"T-sh, t-sh, t-sh! my dear child; you don't know the world, and how should you? If you want to marry a husband who will remain at home and live discreetly, and be true to you, you must take such a man as Peter Steinmarc."

"Of course she must," said Madame Staubach.

"Such a one as Ludovic Valcarm would only waste your property and drag you into the gutters."

"No more—no more," said Madame Staubach.

"She will think better of it, Madame Staubach. She will not be so foolish nor so wicked as that," said the burgomaster.

"May the Lord in His mercy give her light to see the right way," said Madame Staubach.

Then Herr Molk took his departure with Madame Staubach at his heels, and Linda was left to her own considerations. Her first assertion to herself was that she did not believe a word of it. She knew what sort of a man she could love as her husband without having Herr Molk to come and teach her. She could not love Peter Steinmarc, let him be ever so much respected in Nuremberg. As to what Herr Molk said that she owed to the city, that was nothing to her. The city did not care for her, nor she for the city. If they wished to take the house from her, let them do it. She was quite sure that Ludovic Valcarm had not loved her because she was the owner of a paltry old house. As to Ludovic being in prison, the deeper was his dungeon, the more true it behoved her to be to him. If he were among the rats, she would willingly be there also. But when she tried to settle in her thoughts the matter of the young woman with the felt hat and the blue frock, then her mind became more doubtful.

She knew well enough that Herr Molk was wrong in the picture which he drew of Peter; but she was not so sure that he was wrong in that other picture about Ludovic. There was something very grand, that had gratified her spirit amazingly, in the manner in which her lover had disappeared among the rafters; but at the same time she acknowledged to herself that there was much in it that was dangerous. A young man who can disappear among the rafters so quickly must have had much experience. She knew that Ludovic was wild,—very wild, and that wild young men do not make good husbands. To have had his arm once round her waist was to her almost a joy for ever. But she had nearly come to believe that if she were to have his arm often round her waist, she must become a castaway. And then, to be a castaway, sharing her treasure with another! Who was this blue-frocked woman, with a felt hat, who seemed to have been willing to do so much more for Ludovic than she had done,—who had gone with him into danger, and was sharing with him his perils?

But though she made a great fight against the wisdom of Herr Molk when she was first left to herself, the words of the burgomaster had their effect.
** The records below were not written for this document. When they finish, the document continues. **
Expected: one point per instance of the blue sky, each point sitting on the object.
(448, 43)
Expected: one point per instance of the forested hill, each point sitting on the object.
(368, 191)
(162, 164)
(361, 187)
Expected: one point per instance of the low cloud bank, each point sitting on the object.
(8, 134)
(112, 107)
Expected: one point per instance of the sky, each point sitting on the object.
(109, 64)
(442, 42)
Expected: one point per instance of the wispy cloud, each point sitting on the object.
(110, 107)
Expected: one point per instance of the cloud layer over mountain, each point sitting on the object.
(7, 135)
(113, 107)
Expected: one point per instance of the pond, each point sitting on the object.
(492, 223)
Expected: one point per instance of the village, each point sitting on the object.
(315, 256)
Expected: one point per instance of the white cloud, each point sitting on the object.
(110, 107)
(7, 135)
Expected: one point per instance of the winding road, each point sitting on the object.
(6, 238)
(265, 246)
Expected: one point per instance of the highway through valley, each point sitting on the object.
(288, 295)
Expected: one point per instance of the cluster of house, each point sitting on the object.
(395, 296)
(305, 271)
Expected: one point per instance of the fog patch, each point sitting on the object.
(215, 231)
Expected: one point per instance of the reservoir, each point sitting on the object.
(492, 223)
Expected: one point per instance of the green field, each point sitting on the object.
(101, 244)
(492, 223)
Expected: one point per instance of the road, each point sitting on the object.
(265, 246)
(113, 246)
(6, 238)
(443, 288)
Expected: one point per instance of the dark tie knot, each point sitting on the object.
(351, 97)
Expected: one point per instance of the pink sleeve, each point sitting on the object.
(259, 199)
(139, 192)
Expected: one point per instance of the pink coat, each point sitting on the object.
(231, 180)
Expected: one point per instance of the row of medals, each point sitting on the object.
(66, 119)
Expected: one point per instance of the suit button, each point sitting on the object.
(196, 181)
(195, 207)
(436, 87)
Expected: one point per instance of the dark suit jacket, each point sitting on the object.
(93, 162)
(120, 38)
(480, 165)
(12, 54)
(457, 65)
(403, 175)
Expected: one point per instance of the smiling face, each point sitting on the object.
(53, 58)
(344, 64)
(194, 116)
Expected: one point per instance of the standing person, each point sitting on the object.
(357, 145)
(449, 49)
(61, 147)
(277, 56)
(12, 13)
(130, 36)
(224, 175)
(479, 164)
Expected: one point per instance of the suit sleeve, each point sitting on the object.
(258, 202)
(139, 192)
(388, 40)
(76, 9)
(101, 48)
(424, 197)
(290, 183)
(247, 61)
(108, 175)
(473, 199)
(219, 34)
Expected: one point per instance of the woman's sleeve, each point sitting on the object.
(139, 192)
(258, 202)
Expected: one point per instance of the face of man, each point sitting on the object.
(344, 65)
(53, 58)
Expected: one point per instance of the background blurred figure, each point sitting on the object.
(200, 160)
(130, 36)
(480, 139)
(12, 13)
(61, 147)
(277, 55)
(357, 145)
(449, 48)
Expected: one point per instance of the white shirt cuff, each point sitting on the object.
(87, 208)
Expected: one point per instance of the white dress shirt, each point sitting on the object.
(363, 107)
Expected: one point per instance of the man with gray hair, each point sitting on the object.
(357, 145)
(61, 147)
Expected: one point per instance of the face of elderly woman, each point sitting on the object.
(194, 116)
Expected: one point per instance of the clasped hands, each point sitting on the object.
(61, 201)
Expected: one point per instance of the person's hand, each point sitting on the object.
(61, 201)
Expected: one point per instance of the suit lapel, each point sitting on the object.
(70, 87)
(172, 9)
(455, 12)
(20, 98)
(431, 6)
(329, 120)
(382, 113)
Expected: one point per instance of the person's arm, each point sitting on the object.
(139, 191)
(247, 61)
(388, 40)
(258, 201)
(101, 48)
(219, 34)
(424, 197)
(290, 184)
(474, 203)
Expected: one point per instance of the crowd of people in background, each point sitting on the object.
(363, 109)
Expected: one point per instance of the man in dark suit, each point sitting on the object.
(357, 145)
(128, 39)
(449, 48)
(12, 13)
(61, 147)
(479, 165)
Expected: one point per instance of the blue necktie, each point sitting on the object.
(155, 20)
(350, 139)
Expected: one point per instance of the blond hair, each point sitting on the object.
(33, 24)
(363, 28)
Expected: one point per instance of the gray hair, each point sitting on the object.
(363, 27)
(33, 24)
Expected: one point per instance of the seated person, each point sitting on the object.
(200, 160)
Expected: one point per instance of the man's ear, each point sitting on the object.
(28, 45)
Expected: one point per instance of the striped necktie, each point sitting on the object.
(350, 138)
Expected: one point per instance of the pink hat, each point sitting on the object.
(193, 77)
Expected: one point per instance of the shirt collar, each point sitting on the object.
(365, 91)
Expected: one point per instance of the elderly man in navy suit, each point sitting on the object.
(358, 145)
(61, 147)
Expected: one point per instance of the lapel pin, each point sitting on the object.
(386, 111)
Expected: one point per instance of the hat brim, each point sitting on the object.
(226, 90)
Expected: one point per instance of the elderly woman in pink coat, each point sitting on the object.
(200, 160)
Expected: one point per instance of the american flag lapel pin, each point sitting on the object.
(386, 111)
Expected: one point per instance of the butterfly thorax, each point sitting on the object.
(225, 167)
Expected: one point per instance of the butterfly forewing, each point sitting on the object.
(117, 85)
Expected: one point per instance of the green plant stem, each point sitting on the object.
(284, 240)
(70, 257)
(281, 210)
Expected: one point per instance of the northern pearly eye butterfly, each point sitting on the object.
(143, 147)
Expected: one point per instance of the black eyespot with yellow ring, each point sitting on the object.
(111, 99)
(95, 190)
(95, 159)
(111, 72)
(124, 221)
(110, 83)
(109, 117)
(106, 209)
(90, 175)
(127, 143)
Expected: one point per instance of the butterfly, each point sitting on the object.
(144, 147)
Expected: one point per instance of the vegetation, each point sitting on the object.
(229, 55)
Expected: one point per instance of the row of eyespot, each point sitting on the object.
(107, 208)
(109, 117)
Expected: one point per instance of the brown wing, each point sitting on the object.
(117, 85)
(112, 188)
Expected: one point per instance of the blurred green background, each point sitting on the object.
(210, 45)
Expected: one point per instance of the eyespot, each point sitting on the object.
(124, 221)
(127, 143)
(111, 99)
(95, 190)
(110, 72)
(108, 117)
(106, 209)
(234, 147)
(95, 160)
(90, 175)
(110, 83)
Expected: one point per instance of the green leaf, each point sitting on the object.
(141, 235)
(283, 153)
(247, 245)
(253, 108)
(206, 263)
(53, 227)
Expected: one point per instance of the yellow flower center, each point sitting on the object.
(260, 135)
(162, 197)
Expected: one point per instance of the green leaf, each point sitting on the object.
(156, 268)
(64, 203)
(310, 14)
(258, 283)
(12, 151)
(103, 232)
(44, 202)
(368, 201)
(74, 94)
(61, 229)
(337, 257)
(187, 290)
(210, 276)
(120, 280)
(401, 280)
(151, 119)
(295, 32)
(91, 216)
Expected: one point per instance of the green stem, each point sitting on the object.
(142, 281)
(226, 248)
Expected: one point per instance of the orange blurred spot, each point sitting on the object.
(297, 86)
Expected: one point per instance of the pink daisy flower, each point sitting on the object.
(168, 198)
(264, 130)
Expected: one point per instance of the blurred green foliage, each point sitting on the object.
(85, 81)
Her enemies were becoming too strong for her. Her heart was weak within her. She had eaten little or nothing for the last few days, and the blood was running thinly through her veins. It was more difficult to reply to tenderness from her aunt than to harshness. And there came upon her a feeling that after all it signified but little. There was but a choice between one misery and another. The only really good thing would be to die and to have done with it all,—to die before she had utterly thrown away all hope, all chance of happiness in that future world in which she thoroughly believed. She was ill now, and if it might be that her illness would bring her to death;—but would bring her slowly, so that she might yet repent, and all would be right.

Madame Staubach said nothing more to her about Peter till the morning of that day on which Peter was to come for his answer. A little before noon Madame Staubach brought to her niece some weak broth, as she had done once before, on that morning. But Linda, who was sick and faint at heart, would not take it.